Saturday, September 27, 2008

Rindu Ketupat


Tiba-tiba saya begitu rindu ketupat. Saat-saat seperti ini mengingatkan saya akan ketupat yang selalu saya nikmati di kampung halaman saya dulu begitu lebaran tiba.

Dulu, sekitar 25 tahun yang lalu (hmm.. sudah lama sekali masa itu), tetangga dan teman sekampung berdatangan ke rumah dan masing-masing membawa senampan penuh ketupat, serantang sayur bersantan yang berisi nangka muda, kacang panjang dan opor ayam, dan yang paling saya suka…adalah bubuk kedelai. Ibu saya kemudian membagi-bagi ketiga komponen itu ke dalam beberapa piring (sejumlah kami waktu itu – tujuh piring). Cara membaginya adalah dengan cara mengiris-iris ketupat itu menjadi potongan kecil-kecil, menyiramnya dengan sayur bersantan itu lalu terakhir menaburinya dengan bubuk kedelai yang harum itu. Kami semua makan dengan lahap. Ibu dan bapak saya biasanya makan belakangan.

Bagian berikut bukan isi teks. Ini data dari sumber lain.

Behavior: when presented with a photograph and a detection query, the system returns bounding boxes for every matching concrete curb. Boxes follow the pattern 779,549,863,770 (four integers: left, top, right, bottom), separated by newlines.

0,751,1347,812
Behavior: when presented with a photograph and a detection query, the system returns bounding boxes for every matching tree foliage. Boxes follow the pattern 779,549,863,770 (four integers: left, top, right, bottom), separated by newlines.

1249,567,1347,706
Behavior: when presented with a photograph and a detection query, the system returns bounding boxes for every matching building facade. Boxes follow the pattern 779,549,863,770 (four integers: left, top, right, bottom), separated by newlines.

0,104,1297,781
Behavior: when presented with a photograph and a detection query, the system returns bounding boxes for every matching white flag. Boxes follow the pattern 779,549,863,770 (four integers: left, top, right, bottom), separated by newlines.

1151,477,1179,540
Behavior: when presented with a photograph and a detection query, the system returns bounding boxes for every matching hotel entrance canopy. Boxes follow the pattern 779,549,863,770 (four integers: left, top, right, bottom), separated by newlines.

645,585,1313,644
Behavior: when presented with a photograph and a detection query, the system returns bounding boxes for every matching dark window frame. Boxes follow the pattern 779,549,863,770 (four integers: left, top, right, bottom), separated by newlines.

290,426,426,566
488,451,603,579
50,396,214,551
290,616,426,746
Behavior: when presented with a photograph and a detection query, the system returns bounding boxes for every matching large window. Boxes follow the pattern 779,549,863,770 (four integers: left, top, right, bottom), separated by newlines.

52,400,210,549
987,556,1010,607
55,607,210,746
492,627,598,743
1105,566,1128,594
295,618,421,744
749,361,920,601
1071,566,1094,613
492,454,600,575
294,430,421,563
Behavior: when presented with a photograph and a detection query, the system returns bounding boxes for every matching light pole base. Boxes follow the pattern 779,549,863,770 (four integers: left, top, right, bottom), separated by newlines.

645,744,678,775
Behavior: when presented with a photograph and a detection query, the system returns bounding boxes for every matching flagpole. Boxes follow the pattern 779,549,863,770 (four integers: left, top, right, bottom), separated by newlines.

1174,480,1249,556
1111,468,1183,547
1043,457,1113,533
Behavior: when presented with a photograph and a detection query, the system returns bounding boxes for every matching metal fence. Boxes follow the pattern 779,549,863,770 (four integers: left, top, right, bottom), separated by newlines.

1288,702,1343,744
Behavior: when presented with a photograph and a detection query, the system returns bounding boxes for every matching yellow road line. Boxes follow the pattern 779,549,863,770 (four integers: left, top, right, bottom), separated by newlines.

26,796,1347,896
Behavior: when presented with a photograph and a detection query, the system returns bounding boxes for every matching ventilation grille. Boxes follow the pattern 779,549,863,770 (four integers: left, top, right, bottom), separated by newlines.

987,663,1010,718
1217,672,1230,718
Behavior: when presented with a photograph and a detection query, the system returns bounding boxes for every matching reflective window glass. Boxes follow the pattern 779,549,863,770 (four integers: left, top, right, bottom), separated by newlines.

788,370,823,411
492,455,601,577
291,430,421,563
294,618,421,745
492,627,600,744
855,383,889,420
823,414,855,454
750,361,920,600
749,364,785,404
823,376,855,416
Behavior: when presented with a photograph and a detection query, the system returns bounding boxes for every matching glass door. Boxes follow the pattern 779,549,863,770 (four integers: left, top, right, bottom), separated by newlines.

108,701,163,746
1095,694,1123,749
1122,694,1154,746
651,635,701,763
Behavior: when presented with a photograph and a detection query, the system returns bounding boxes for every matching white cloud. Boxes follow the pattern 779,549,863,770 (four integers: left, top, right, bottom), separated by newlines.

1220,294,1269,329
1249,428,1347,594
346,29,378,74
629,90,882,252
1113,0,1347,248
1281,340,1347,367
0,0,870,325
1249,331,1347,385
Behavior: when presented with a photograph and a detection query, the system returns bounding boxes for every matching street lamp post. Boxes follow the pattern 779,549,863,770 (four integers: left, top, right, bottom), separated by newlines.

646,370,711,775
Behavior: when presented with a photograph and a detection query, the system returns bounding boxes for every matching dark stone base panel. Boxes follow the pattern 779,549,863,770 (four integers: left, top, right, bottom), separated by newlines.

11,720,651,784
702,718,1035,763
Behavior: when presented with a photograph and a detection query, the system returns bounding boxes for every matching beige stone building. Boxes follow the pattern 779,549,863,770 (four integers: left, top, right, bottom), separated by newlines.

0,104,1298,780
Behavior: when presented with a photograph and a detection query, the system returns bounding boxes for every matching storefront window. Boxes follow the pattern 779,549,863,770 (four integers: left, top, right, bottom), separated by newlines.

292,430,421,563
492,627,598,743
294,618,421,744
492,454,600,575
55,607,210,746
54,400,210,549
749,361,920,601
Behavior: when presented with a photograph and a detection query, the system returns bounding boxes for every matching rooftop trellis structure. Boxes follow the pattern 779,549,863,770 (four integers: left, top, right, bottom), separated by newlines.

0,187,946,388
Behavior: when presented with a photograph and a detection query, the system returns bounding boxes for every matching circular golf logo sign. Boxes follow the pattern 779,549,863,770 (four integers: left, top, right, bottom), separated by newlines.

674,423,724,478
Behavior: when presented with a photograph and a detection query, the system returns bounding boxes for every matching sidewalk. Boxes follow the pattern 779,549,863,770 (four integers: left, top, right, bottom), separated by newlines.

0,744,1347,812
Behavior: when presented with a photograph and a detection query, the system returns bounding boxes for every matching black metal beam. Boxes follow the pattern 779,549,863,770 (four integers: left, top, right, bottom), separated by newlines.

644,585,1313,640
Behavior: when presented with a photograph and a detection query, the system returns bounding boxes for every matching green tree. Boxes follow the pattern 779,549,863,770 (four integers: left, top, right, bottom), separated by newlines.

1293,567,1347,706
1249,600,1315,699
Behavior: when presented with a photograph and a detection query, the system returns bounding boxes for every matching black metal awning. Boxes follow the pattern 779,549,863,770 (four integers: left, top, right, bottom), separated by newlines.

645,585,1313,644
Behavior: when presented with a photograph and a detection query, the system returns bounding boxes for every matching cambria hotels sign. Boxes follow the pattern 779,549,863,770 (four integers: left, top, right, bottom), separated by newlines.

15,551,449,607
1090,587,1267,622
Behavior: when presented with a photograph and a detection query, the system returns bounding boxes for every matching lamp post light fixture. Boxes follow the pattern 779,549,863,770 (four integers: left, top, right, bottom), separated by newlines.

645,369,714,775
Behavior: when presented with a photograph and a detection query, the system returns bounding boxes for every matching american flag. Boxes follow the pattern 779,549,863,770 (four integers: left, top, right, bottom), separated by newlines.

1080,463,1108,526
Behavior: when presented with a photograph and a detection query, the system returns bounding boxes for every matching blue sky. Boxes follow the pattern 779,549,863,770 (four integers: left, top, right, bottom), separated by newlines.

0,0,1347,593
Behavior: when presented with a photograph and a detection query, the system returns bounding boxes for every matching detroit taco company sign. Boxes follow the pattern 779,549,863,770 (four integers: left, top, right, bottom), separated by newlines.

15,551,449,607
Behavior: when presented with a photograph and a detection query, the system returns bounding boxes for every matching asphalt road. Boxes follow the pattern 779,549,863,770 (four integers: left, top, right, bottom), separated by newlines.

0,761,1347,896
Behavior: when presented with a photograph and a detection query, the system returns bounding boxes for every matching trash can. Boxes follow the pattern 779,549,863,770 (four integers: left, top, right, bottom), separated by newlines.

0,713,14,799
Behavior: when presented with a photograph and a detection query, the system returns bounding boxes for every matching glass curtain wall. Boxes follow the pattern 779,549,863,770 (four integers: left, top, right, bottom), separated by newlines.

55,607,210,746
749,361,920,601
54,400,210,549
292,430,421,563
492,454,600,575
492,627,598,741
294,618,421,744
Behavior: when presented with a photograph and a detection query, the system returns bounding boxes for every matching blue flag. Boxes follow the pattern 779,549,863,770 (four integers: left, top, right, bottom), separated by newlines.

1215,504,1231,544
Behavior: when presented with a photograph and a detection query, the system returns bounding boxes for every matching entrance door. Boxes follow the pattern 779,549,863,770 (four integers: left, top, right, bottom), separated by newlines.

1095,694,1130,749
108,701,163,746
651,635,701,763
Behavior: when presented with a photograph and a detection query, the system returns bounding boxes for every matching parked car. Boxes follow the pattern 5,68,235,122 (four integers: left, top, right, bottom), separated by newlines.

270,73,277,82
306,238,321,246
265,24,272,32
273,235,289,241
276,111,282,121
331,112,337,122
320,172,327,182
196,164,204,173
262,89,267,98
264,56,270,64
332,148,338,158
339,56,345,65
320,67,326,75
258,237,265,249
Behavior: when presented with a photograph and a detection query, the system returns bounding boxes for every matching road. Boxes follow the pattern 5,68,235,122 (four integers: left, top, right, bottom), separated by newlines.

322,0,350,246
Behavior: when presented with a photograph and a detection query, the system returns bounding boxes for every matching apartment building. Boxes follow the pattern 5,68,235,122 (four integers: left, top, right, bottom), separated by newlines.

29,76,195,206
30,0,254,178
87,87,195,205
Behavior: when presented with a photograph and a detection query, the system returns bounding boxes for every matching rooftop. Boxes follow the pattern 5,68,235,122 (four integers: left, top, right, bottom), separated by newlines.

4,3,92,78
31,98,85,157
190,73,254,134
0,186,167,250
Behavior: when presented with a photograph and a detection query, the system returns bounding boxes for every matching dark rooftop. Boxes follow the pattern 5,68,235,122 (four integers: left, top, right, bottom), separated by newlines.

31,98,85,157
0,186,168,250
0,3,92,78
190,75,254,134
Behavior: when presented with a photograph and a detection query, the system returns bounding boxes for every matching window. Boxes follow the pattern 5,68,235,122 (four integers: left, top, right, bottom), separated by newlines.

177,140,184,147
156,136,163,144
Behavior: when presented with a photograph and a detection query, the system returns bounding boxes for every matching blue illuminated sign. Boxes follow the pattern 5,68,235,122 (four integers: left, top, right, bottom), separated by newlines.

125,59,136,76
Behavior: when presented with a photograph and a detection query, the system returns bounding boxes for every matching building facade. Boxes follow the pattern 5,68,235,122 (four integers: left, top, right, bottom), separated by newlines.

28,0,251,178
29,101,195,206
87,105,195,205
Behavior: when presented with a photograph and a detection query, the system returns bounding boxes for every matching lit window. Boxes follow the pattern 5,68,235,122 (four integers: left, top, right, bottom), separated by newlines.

Belum habis ketupat itu di piring-piring kami, datanglah tetangga kami yang lain membawa senampan ketupat dan teman-temannya itu. Dan teruslah mereka berdatangan silih berganti. Maka belum sampai bunyi bedug lohor penuhlah meja makan kami dengan ketupat, dan hari itu, kami semua, pagi, siang dan malam makan ketupat. Only ketupat, nothing else. Seperti di tahun-tahun sebelumnya pasti ibu saya pada hari itu tidak memasak, karena sudah tahu bahwa kami pada hari itu akan berpesta ketupat di rumah.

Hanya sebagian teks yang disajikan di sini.